Apple si è avvicinata alla produzione di chip per computer compatibili con l’intelligenza artificiale, progettati per riportare in auge il Mac.

Solo cinque mesi fa Apple ha rilasciato dei MacBook dotati di chip M3 all’avanguardia. E mentre l’azienda non è nuova al lancio di un modello marginalmente migliore prima che il vecchio abbia compiuto i suoi quindici minuti, il prossimo Mac rivelato si preannuncia come un cambiamento radicale. Apple si sta preparando a produrre il chip M4, che si prevede eseguirà le soluzioni AI dal Mac stesso anziché dal cloud. A giugno, Apple dovrebbe rivelare una serie di funzioni potenziate, alimentate da questi chip più veloci. Gli investitori non stanno aspettando fino ad allora: giovedì il titolo è salito del 4,3%.

Dopo aver raggiunto un picco nel 2022, le vendite di Mac sono scese del 27% fino allo scorso settembre. Anche il lancio del chip M3 non ha aiutato molto, probabilmente perché la differenza tra i processori precedenti era difficile da individuare. Non c’è da stupirsi, quindi, se Apple si starebbe avvicinando a grandi esperti di AI come Baidu, decisa a recuperare la differenza con Microsoft e Google quando si tratta di software all’avanguardia.

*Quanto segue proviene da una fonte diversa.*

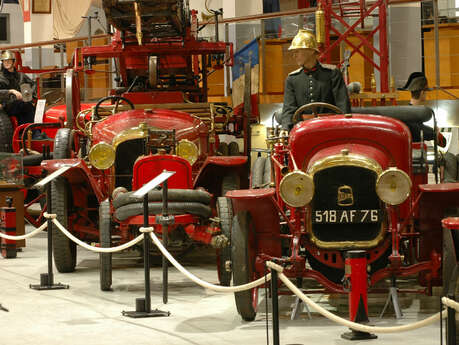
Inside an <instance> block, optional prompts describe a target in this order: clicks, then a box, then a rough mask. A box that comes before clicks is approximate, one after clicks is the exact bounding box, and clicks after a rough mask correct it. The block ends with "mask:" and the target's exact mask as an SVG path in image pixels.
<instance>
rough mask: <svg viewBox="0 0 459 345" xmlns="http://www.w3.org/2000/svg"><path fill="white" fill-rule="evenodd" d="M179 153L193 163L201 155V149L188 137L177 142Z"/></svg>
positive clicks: (187, 160)
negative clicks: (200, 152) (189, 140)
mask: <svg viewBox="0 0 459 345" xmlns="http://www.w3.org/2000/svg"><path fill="white" fill-rule="evenodd" d="M177 155H178V156H180V157H182V158H185V159H186V160H187V161H188V162H189V163H190V164H191V165H193V164H194V162H196V160H197V159H198V157H199V150H198V147H197V146H196V144H195V143H193V142H191V141H189V140H187V139H182V140H180V141H179V143H178V144H177Z"/></svg>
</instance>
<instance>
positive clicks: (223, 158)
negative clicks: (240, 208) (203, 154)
mask: <svg viewBox="0 0 459 345" xmlns="http://www.w3.org/2000/svg"><path fill="white" fill-rule="evenodd" d="M247 161H248V158H247V156H209V157H207V159H206V160H205V162H204V164H203V165H202V167H201V169H200V170H199V172H198V175H197V176H196V178H195V180H194V184H193V185H194V188H196V187H204V188H205V189H206V190H207V191H209V192H210V193H212V194H215V195H220V190H219V188H220V186H221V181H222V177H223V176H224V175H227V174H228V173H231V172H235V173H236V174H238V175H239V177H240V181H241V186H240V188H241V189H244V188H248V166H247Z"/></svg>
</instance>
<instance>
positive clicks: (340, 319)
mask: <svg viewBox="0 0 459 345" xmlns="http://www.w3.org/2000/svg"><path fill="white" fill-rule="evenodd" d="M266 265H267V266H268V267H270V268H272V269H275V270H276V271H278V272H279V279H280V280H282V282H283V283H284V284H285V286H287V287H288V288H289V289H290V290H291V291H292V292H293V293H294V294H295V295H297V296H298V297H299V298H300V299H301V300H302V301H303V302H304V303H306V304H307V305H308V306H310V307H312V308H313V309H315V310H316V311H317V312H319V313H320V314H322V315H323V316H325V317H326V318H328V319H330V320H331V321H334V322H336V323H338V324H340V325H342V326H345V327H349V328H351V329H354V330H356V331H360V332H367V333H397V332H406V331H411V330H413V329H417V328H421V327H424V326H427V325H429V324H431V323H434V322H436V321H438V319H439V317H440V313H439V312H438V313H436V314H434V315H432V316H430V317H428V318H426V319H424V320H421V321H418V322H414V323H411V324H408V325H403V326H395V327H378V326H366V325H362V324H360V323H356V322H352V321H349V320H347V319H343V318H341V317H339V316H336V315H335V314H333V313H331V312H329V311H328V310H326V309H324V308H323V307H321V306H319V305H318V304H317V303H315V302H314V301H312V300H311V299H310V298H309V297H308V296H306V295H305V294H303V292H301V291H300V289H298V288H297V287H296V286H295V284H293V283H292V282H291V281H290V279H288V278H287V277H286V276H285V275H284V273H282V271H283V268H282V267H281V266H279V265H276V264H274V263H272V262H270V261H268V262H267V263H266ZM441 314H442V317H443V318H445V317H446V315H447V310H443V311H442V313H441Z"/></svg>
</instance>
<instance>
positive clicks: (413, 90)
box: [401, 72, 432, 105]
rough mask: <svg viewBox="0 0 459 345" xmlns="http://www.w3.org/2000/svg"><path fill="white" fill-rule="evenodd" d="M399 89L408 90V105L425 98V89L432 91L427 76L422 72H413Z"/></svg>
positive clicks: (420, 103) (416, 104)
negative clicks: (408, 103)
mask: <svg viewBox="0 0 459 345" xmlns="http://www.w3.org/2000/svg"><path fill="white" fill-rule="evenodd" d="M401 90H408V91H410V93H411V99H410V105H420V104H422V102H424V101H425V100H426V98H427V91H432V89H431V88H429V87H428V82H427V78H426V76H425V75H424V73H422V72H413V73H411V74H410V76H409V77H408V80H407V82H406V84H405V86H404V87H403V88H401Z"/></svg>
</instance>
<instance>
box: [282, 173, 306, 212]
mask: <svg viewBox="0 0 459 345" xmlns="http://www.w3.org/2000/svg"><path fill="white" fill-rule="evenodd" d="M279 192H280V196H281V198H282V200H284V201H285V203H286V204H287V205H289V206H292V207H303V206H305V205H307V204H308V203H309V202H310V201H311V200H312V197H313V196H314V181H313V180H312V177H311V176H309V175H308V174H306V173H305V172H303V171H301V170H295V171H292V172H291V173H288V174H287V175H285V176H284V178H283V179H282V180H281V183H280V185H279Z"/></svg>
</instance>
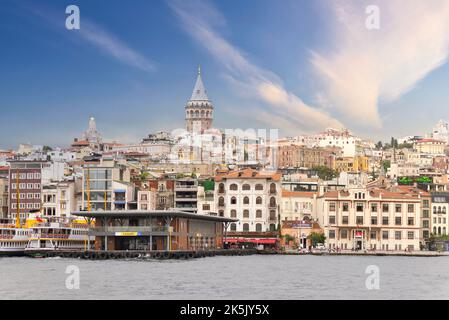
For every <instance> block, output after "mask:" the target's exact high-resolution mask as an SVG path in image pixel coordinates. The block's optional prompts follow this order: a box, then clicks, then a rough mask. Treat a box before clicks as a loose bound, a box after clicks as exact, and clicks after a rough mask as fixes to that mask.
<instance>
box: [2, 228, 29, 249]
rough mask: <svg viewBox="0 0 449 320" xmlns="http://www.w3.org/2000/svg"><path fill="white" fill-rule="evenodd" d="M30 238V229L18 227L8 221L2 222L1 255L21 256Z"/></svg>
mask: <svg viewBox="0 0 449 320" xmlns="http://www.w3.org/2000/svg"><path fill="white" fill-rule="evenodd" d="M29 238H30V229H27V228H21V227H17V226H16V225H15V224H14V223H10V222H9V221H7V220H3V221H1V222H0V255H2V256H21V255H23V254H24V251H25V248H26V246H27V244H28V241H29Z"/></svg>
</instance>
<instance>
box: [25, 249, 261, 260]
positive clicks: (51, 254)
mask: <svg viewBox="0 0 449 320" xmlns="http://www.w3.org/2000/svg"><path fill="white" fill-rule="evenodd" d="M253 254H257V250H256V249H244V250H243V249H217V250H196V251H195V250H185V251H177V250H175V251H165V250H163V251H159V250H157V251H156V250H155V251H134V250H133V251H121V250H108V251H98V250H90V251H74V250H72V251H62V250H54V251H32V252H25V256H28V257H34V258H54V257H61V258H72V259H86V260H107V259H141V260H150V259H154V260H166V259H178V260H186V259H195V258H205V257H215V256H247V255H253Z"/></svg>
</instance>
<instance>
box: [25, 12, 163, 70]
mask: <svg viewBox="0 0 449 320" xmlns="http://www.w3.org/2000/svg"><path fill="white" fill-rule="evenodd" d="M26 9H28V10H29V11H30V12H32V13H33V14H34V15H36V16H39V17H40V18H42V19H44V20H45V21H47V23H49V24H50V25H51V26H53V28H54V29H55V30H57V31H58V32H60V33H62V32H65V33H69V32H70V35H71V36H73V35H74V36H79V38H80V39H82V40H83V41H84V42H86V43H88V44H89V45H91V46H93V47H94V48H97V49H99V50H100V51H101V52H103V54H105V55H108V56H110V57H112V58H114V59H116V60H118V61H120V62H121V63H124V64H126V65H129V66H132V67H135V68H138V69H140V70H142V71H145V72H152V71H154V70H155V69H156V68H155V65H154V63H153V62H152V61H150V60H149V59H148V58H146V57H145V55H143V54H141V53H139V52H137V51H136V50H134V49H132V48H131V47H129V46H128V45H127V44H126V43H125V42H123V41H122V40H120V39H118V38H117V37H116V36H114V35H113V34H111V33H110V32H108V31H106V30H105V29H104V28H103V27H100V26H99V25H97V24H95V23H94V22H93V21H91V20H89V19H88V18H86V17H85V16H84V12H83V11H81V24H80V29H79V30H71V31H69V30H66V28H65V27H64V24H61V18H62V17H61V14H60V13H59V14H58V13H56V12H55V11H54V10H53V9H51V8H48V7H47V8H46V7H44V6H43V5H39V6H37V5H35V4H33V3H30V4H29V5H28V6H27V7H26ZM63 21H64V20H63Z"/></svg>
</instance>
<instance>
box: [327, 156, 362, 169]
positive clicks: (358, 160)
mask: <svg viewBox="0 0 449 320" xmlns="http://www.w3.org/2000/svg"><path fill="white" fill-rule="evenodd" d="M333 170H335V171H337V172H368V171H369V161H368V157H366V156H355V157H338V158H335V161H334V166H333Z"/></svg>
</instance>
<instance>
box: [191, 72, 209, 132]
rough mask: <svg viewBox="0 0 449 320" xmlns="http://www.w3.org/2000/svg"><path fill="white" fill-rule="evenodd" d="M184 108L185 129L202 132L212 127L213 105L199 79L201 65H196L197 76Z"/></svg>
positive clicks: (203, 85) (205, 89)
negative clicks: (197, 65)
mask: <svg viewBox="0 0 449 320" xmlns="http://www.w3.org/2000/svg"><path fill="white" fill-rule="evenodd" d="M185 110H186V130H187V131H189V132H195V133H202V132H204V131H205V130H207V129H210V128H211V127H212V119H213V111H214V107H213V105H212V102H211V101H210V100H209V98H208V97H207V91H206V89H205V88H204V84H203V80H202V79H201V66H198V77H197V79H196V83H195V87H194V88H193V92H192V96H191V97H190V100H189V101H188V102H187V104H186V106H185Z"/></svg>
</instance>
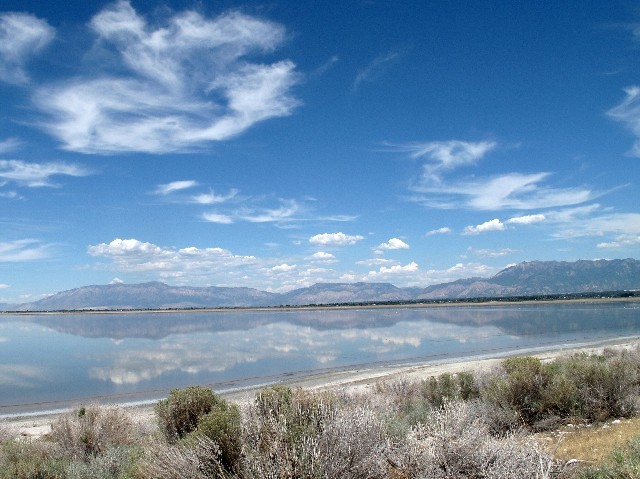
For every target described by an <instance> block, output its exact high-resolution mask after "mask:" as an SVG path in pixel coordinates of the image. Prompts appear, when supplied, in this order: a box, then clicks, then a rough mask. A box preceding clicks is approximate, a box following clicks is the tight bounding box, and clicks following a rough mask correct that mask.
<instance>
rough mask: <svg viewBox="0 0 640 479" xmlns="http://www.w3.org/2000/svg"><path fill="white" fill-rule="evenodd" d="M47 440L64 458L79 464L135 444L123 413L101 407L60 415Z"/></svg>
mask: <svg viewBox="0 0 640 479" xmlns="http://www.w3.org/2000/svg"><path fill="white" fill-rule="evenodd" d="M51 438H52V440H53V441H54V442H55V443H57V444H58V446H59V447H60V450H61V452H62V454H63V455H64V456H66V457H68V458H71V459H81V460H85V459H88V458H90V457H91V456H97V455H100V454H102V453H104V452H105V451H106V450H107V449H109V448H111V447H117V446H127V445H132V444H134V443H135V441H136V440H137V437H136V428H135V427H134V424H133V422H132V420H131V418H130V417H129V415H128V414H127V413H126V412H125V411H123V410H122V409H120V408H115V407H101V406H88V407H86V408H84V407H83V408H82V409H80V410H78V411H70V412H68V413H66V414H63V415H62V416H60V418H59V419H58V420H57V421H56V422H55V423H54V424H53V428H52V431H51Z"/></svg>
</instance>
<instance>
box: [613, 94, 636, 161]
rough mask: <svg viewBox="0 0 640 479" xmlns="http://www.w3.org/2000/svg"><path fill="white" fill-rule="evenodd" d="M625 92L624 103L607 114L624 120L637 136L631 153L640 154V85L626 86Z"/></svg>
mask: <svg viewBox="0 0 640 479" xmlns="http://www.w3.org/2000/svg"><path fill="white" fill-rule="evenodd" d="M625 93H626V97H625V99H624V100H623V101H622V103H620V104H619V105H617V106H615V107H613V108H612V109H611V110H609V111H608V112H607V114H608V115H609V116H610V117H611V118H613V119H614V120H617V121H619V122H622V123H623V124H624V125H625V126H626V127H627V128H628V129H629V130H631V132H632V133H633V134H634V135H635V136H636V141H635V143H634V144H633V148H632V150H631V153H632V154H633V155H634V156H640V87H638V86H633V87H629V88H626V89H625Z"/></svg>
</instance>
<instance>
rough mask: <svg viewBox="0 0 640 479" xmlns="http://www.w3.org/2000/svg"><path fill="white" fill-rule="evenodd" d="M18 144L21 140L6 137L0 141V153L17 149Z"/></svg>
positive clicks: (18, 145) (19, 142)
mask: <svg viewBox="0 0 640 479" xmlns="http://www.w3.org/2000/svg"><path fill="white" fill-rule="evenodd" d="M20 145H22V142H21V141H20V140H18V139H17V138H7V139H6V140H3V141H0V154H4V153H9V152H10V151H14V150H17V149H18V148H19V147H20Z"/></svg>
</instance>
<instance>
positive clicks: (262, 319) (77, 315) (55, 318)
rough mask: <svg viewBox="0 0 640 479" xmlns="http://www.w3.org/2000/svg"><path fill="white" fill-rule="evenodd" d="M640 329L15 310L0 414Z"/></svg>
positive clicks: (422, 321) (533, 312)
mask: <svg viewBox="0 0 640 479" xmlns="http://www.w3.org/2000/svg"><path fill="white" fill-rule="evenodd" d="M638 334H640V307H639V305H638V303H600V304H579V303H575V304H573V303H572V304H560V303H554V304H543V305H532V306H530V305H508V306H507V305H500V306H496V307H492V306H481V307H442V308H435V307H429V308H390V309H366V308H363V309H318V310H267V311H222V312H187V313H180V312H168V313H141V314H137V313H128V314H52V315H20V316H18V315H14V316H12V315H7V316H2V317H0V351H1V352H0V414H2V413H3V412H7V411H10V410H11V411H13V410H15V409H20V408H17V405H23V404H28V403H29V404H30V403H35V402H44V403H46V404H51V405H55V404H58V402H60V403H65V402H68V401H69V400H81V399H82V398H89V397H91V398H96V397H97V396H104V397H105V400H110V399H111V400H122V398H124V400H128V399H140V398H151V397H161V396H163V395H165V394H166V391H167V390H168V389H169V388H172V387H183V386H186V385H189V384H209V385H213V386H214V388H215V387H228V386H229V385H234V386H245V385H250V384H256V383H264V382H269V381H274V380H277V379H278V378H280V377H281V376H282V375H291V374H294V375H305V374H310V373H312V372H313V371H317V370H327V369H348V368H350V367H355V366H358V365H370V366H371V365H382V364H401V363H407V364H409V363H419V362H429V361H437V360H441V359H444V358H457V357H469V356H478V355H496V354H498V353H503V352H507V351H511V350H517V349H523V348H535V347H561V346H562V345H572V344H576V343H582V342H588V341H597V340H600V339H608V338H615V337H622V336H636V335H638ZM223 385H224V386H223ZM114 398H115V399H114Z"/></svg>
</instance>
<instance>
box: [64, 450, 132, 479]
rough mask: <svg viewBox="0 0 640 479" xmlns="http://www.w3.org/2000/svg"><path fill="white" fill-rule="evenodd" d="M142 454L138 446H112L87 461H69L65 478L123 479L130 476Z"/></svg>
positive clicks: (76, 478) (79, 478) (84, 478)
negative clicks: (107, 449)
mask: <svg viewBox="0 0 640 479" xmlns="http://www.w3.org/2000/svg"><path fill="white" fill-rule="evenodd" d="M141 455H142V450H141V449H140V448H138V447H133V448H132V447H123V446H119V447H114V448H111V449H109V450H108V451H107V452H105V453H104V454H103V455H101V456H95V457H91V458H89V459H88V461H76V462H73V463H71V465H70V466H69V468H68V470H67V475H66V476H65V477H66V478H67V479H120V478H122V479H124V478H131V477H133V474H134V469H135V466H136V464H137V461H138V460H139V459H140V457H141Z"/></svg>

Le autorità di regolamentazione potrebbero però mettersi di traverso: Apple è già sotto osservazione da parte degli organi di controllo anticoncorrenziali degli Stati Uniti e dell’Europa, che si assicureranno che i giganti tecnologici di oggi non usino le stesse tattiche nel nascente settore dell’IA.

I Magnifici Sette saranno anche uccelli di una stessa piuma, ma i loro titoli non si stanno certo unendo. Per questo motivo, la divisione di gestione patrimoniale di Goldman Sachs raccomanda agli investitori di prendere i profitti delle Big Tech e di destinarli a titoli tecnologici a piccola capitalizzazione con promettenti ambizioni nel campo dell’IA. Le aziende più piccole non sono solo più convenienti, ma potrebbero diventare obiettivi di aziende più grandi a caccia di acquisizioni intelligenti. Inoltre, gli investitori più accorti potrebbero trovare il prossimo grande pioniere dell’IA.